Um civil palestino faz um pão tradicional em uma tenda em Rafah, local que abriga mais de 1 milhão de civis palestinos que foram deslocados  Foto: Haitham Imad/EFE

Nem todos concordam que estamos nos aproximando do equivalente a uma singularidade militar, após a qual a guerra se tornará irreconhecível, em vez de uma evolução mais lenta, com mais mudanças abaixo da superfície. “As revoluções militares costumam ser menos radicais do que inicialmente presumido por seus defensores”, escreve o acadêmico militar Anthony King para o site War on the Rocks. E, embora ele acredite que não estejamos tão perto do fim da supervisão humana e considere “muito improvável” que nos encontremos em um mundo de guerra verdadeiramente autônoma tão cedo, ele também acredita que “os dados e a I.A. são uma - talvez até mesmo a - função de inteligência essencial para a guerra contemporânea”.

De fato, “qualquer força militar que queira prevalecer nos campos de batalha do futuro precisará aproveitar o potencial do big data - ela terá que dominar as informações digitalizadas que inundam o espaço de batalha”, escreve ele. “Os seres humanos simplesmente não têm a capacidade de fazer isso.” Presumivelmente, a I.A. o fará.

Em novembro, os veículos israelenses de esquerda +972 magazine e Local Call publicaram uma investigação perturbadora do jornalista Yuval Abraham sobre o uso pelas Forças de Defesa de Israel de um sistema de inteligência artificial para identificar alvos em Gaza - que um ex-funcionário da inteligência descreveu como uma “fábrica de assassinatos em massa”.

No final de um ano marcado por visões de um apocalipse de I.A. - visões que, às vezes, incluíam sistemas de armas autônomas que se tornavam desonestos - era de se esperar uma reação alarmada.
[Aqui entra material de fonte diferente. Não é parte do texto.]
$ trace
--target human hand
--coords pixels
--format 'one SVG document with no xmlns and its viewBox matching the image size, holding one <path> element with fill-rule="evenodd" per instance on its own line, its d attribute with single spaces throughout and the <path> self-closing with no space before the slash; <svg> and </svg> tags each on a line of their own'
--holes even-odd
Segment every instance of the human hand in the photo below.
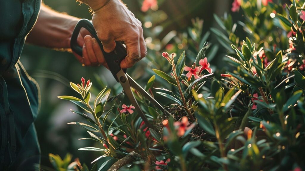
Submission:
<svg viewBox="0 0 305 171">
<path fill-rule="evenodd" d="M 114 49 L 115 40 L 126 45 L 127 56 L 121 62 L 121 68 L 130 68 L 146 56 L 142 24 L 120 1 L 109 0 L 95 10 L 91 7 L 94 11 L 92 23 L 105 52 Z"/>
<path fill-rule="evenodd" d="M 73 53 L 83 66 L 97 66 L 102 64 L 108 68 L 96 40 L 92 37 L 87 30 L 84 28 L 81 30 L 77 41 L 78 45 L 83 47 L 83 56 Z"/>
</svg>

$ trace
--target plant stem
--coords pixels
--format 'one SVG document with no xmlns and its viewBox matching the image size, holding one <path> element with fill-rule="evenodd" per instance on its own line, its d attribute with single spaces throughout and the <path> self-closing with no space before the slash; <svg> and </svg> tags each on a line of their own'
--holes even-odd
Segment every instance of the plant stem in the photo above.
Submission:
<svg viewBox="0 0 305 171">
<path fill-rule="evenodd" d="M 223 144 L 222 140 L 220 137 L 220 134 L 219 134 L 219 128 L 218 127 L 218 125 L 217 124 L 216 121 L 215 120 L 216 119 L 214 119 L 214 124 L 215 127 L 215 134 L 216 134 L 216 138 L 218 141 L 218 143 L 219 144 L 219 150 L 220 151 L 220 155 L 222 158 L 226 157 L 225 153 L 224 147 L 224 145 Z M 227 165 L 224 164 L 224 168 L 225 170 L 228 170 L 228 167 Z"/>
<path fill-rule="evenodd" d="M 101 123 L 100 123 L 99 121 L 99 119 L 97 118 L 96 117 L 96 115 L 95 114 L 95 113 L 94 112 L 94 111 L 93 111 L 93 109 L 91 107 L 91 106 L 89 105 L 89 103 L 87 103 L 86 104 L 87 105 L 87 106 L 88 108 L 89 108 L 90 110 L 90 111 L 91 112 L 91 114 L 93 116 L 93 117 L 94 117 L 94 119 L 95 119 L 95 122 L 99 126 L 99 129 L 100 131 L 101 131 L 101 133 L 102 133 L 102 134 L 103 136 L 104 137 L 104 138 L 105 138 L 105 140 L 107 140 L 107 136 L 106 135 L 106 134 L 105 133 L 105 131 L 104 131 L 104 130 L 103 129 L 103 126 L 102 126 L 101 124 Z"/>
<path fill-rule="evenodd" d="M 125 165 L 134 160 L 141 159 L 141 156 L 135 152 L 131 152 L 126 156 L 118 160 L 108 169 L 108 171 L 116 171 Z"/>
<path fill-rule="evenodd" d="M 182 92 L 182 89 L 181 89 L 181 87 L 180 85 L 180 82 L 179 81 L 179 78 L 178 77 L 178 76 L 177 75 L 177 74 L 176 73 L 176 65 L 175 65 L 175 64 L 173 62 L 172 64 L 172 68 L 173 69 L 173 73 L 174 76 L 175 76 L 175 79 L 176 79 L 176 82 L 177 82 L 177 86 L 178 87 L 178 89 L 179 90 L 179 93 L 180 93 L 180 95 L 181 96 L 181 99 L 182 99 L 182 102 L 183 103 L 183 105 L 184 106 L 184 107 L 186 109 L 188 116 L 190 117 L 191 120 L 192 120 L 192 121 L 196 122 L 196 120 L 194 118 L 193 115 L 192 115 L 191 110 L 190 110 L 189 108 L 188 107 L 188 106 L 187 105 L 185 102 L 185 99 L 184 98 L 184 95 L 183 95 L 183 92 Z"/>
<path fill-rule="evenodd" d="M 263 98 L 264 99 L 264 101 L 265 101 L 265 103 L 267 104 L 269 104 L 269 102 L 268 101 L 268 99 L 266 97 L 266 95 L 265 95 L 264 91 L 263 90 L 263 88 L 261 87 L 260 87 L 258 88 L 258 89 L 260 90 L 260 95 L 262 95 L 262 97 L 263 97 Z M 271 115 L 273 114 L 273 111 L 272 110 L 269 108 L 268 109 L 268 110 Z"/>
</svg>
Em vez disso, a notícia de que uma guerra estava sendo conduzida em parte pela I.A. causou apenas uma pequena agitação nos debates sobre a conduta de Israel em Gaza.

Talvez isso tenha acontecido em parte porque - de modo enervante - os especialistas aceitam que as formas de I.A. já estão sendo amplamente utilizadas pelas principais Forças Armadas do mundo, inclusive nos Estados Unidos, onde o Pentágono vem desenvolvendo I.A. para fins militares pelo menos desde o governo Obama. De acordo com a revista americana Foreign Affairs, pelo menos 30 países operam atualmente sistemas de defesa que possuem modos autônomos. Muitos de nós ainda consideram as guerras de inteligência artificial como visões de um futuro de ficção científica, mas a I.A. já está inserida nas operações militares globais com a mesma certeza com que está inserida no tecido de nossa vida cotidiana.

Tanques do Exército de Israel vigiam a fronteira entre Israel e a Faixa de Gaza  Foto: Jack Guez/AFP

Não é apenas a I.A. fora de controle que representa uma ameaça. Sistemas sem controle também podem causar danos. O The Washington Post chamou a guerra na Ucrânia de “super laboratório de invenções”, marcando uma “revolução na guerra de drones usando I.A.”. O Pentágono está desenvolvendo uma resposta aos enxames de drones movidos a IA, uma ameaça que se tornou menos distante ao combater os ataques de drones dos Houthis do Iêmen no Mar Vermelho.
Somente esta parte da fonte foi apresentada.